Que savait-il de la vie nouvelle qui l’attendait à bord de ces barques dont il avait de loin entrevu les voiles ? Rien ; cependant il bondissait comme un chevreau, satisfait d’avoir brisé sa chaîne et de tourner le dos à la cabane inhospitalière de ses vieux maîtres.


II. – LE MOUSSE.

La première fois qu’Ismaël se vit emporté par une brise fraîche sur les eaux du Nil, il se crut ravi au troisième ciel.
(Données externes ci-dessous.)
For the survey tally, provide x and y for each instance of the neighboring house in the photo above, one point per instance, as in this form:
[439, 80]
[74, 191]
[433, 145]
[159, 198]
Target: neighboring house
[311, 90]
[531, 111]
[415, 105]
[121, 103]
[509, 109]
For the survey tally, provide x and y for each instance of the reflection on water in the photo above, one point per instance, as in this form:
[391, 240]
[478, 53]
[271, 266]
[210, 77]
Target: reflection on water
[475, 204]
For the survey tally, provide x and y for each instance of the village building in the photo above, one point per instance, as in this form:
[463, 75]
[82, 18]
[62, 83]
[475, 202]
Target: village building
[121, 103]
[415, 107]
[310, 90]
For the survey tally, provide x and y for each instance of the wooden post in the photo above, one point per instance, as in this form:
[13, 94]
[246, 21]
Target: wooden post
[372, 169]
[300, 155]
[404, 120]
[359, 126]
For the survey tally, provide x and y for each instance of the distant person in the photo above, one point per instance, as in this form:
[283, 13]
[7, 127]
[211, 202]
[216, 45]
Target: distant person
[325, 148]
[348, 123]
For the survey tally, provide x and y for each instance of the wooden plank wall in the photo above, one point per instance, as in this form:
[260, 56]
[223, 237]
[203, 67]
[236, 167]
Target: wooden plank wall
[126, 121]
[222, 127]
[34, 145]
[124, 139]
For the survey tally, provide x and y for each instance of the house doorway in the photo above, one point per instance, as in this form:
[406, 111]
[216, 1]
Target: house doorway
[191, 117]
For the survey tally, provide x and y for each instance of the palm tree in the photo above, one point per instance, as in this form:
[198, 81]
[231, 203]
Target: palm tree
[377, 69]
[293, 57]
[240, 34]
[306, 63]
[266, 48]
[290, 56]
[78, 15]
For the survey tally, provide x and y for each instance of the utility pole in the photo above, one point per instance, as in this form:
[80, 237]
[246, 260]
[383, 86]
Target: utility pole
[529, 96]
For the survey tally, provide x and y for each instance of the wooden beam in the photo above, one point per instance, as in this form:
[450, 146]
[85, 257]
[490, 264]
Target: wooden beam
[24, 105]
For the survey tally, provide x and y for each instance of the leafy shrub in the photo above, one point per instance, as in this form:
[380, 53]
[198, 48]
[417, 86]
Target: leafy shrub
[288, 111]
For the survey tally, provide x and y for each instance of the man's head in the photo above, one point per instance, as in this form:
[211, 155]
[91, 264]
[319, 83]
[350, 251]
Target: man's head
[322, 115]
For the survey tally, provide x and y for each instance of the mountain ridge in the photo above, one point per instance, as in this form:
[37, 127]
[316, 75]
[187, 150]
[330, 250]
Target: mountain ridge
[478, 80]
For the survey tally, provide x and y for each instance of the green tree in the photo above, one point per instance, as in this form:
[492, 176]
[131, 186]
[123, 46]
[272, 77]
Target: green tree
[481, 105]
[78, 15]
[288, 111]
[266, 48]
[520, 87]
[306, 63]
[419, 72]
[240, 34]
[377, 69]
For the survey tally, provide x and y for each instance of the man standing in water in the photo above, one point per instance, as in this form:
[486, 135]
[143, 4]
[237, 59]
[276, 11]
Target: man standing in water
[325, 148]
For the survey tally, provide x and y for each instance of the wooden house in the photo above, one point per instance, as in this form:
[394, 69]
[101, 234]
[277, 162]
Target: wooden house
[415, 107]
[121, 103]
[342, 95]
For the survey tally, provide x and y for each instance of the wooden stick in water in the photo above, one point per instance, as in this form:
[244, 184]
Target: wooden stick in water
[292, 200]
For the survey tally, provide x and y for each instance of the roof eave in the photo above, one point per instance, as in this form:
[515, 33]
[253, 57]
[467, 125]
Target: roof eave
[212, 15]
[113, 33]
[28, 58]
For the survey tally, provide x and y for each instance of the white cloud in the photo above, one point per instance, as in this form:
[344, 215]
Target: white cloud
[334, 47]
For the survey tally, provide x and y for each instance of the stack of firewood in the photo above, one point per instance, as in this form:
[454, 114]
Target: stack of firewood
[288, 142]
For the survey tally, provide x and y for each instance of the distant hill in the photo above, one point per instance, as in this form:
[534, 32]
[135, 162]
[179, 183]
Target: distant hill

Les voiles triangulaires frémissaient sur les vergues ; la canja[1], inclinée sous la pression du vent, glissait en se balançant avec légèreté autour des grèves, rasait les îles couvertes d’une végétation abondante ; et dépassait, dans sa marche rapide, les villages cachés sous les dattiers. Que le monde est vaste, qu’il est beau ! pensait Ismaël ; labourez vos champs… moi, je navigue ! — Et, couché au pied du mât, le petit mousse se laissait nonchalamment emporter à travers l’espace. Les femmes qui marchaient le, long des digues une ruche sur la tête, les pâtres qui conduisaient les buffles dans les hautes herbes, les barques à l’ancre devant les hameaux, les maisons des paysans perdues dans la campagne, tout cela passait devant ses yeux comme une vision. Il respirait à pleins poumons l’air vivifiant du fleuve et se sentait renaître. Malheureusement, au plus fort de son extase, un coup de corde, vigoureusement appliqué sur ses épaules par la main du patron, vint lui apprendre qu’un mousse n’est pas embarqué pour se croiser les bras et regarder couler l’eau. La canja avait touché sur une grève, l’équipage se jetait par-dessus le bord, et chaque matelot, en poussant avec son dos, cherchait à la remettre au milieu du courant. Plus petit que ses compagnons, Ismaël plongeait dans les flots jusqu’à la bouche. Ses pieds glissaient sur le sable ; déjà il regrettait le tertre sur lequel il faisait naguère tournoyer sa fronde en terre ferme. Comme il allait perdre pied,

  1. Barque du Nil.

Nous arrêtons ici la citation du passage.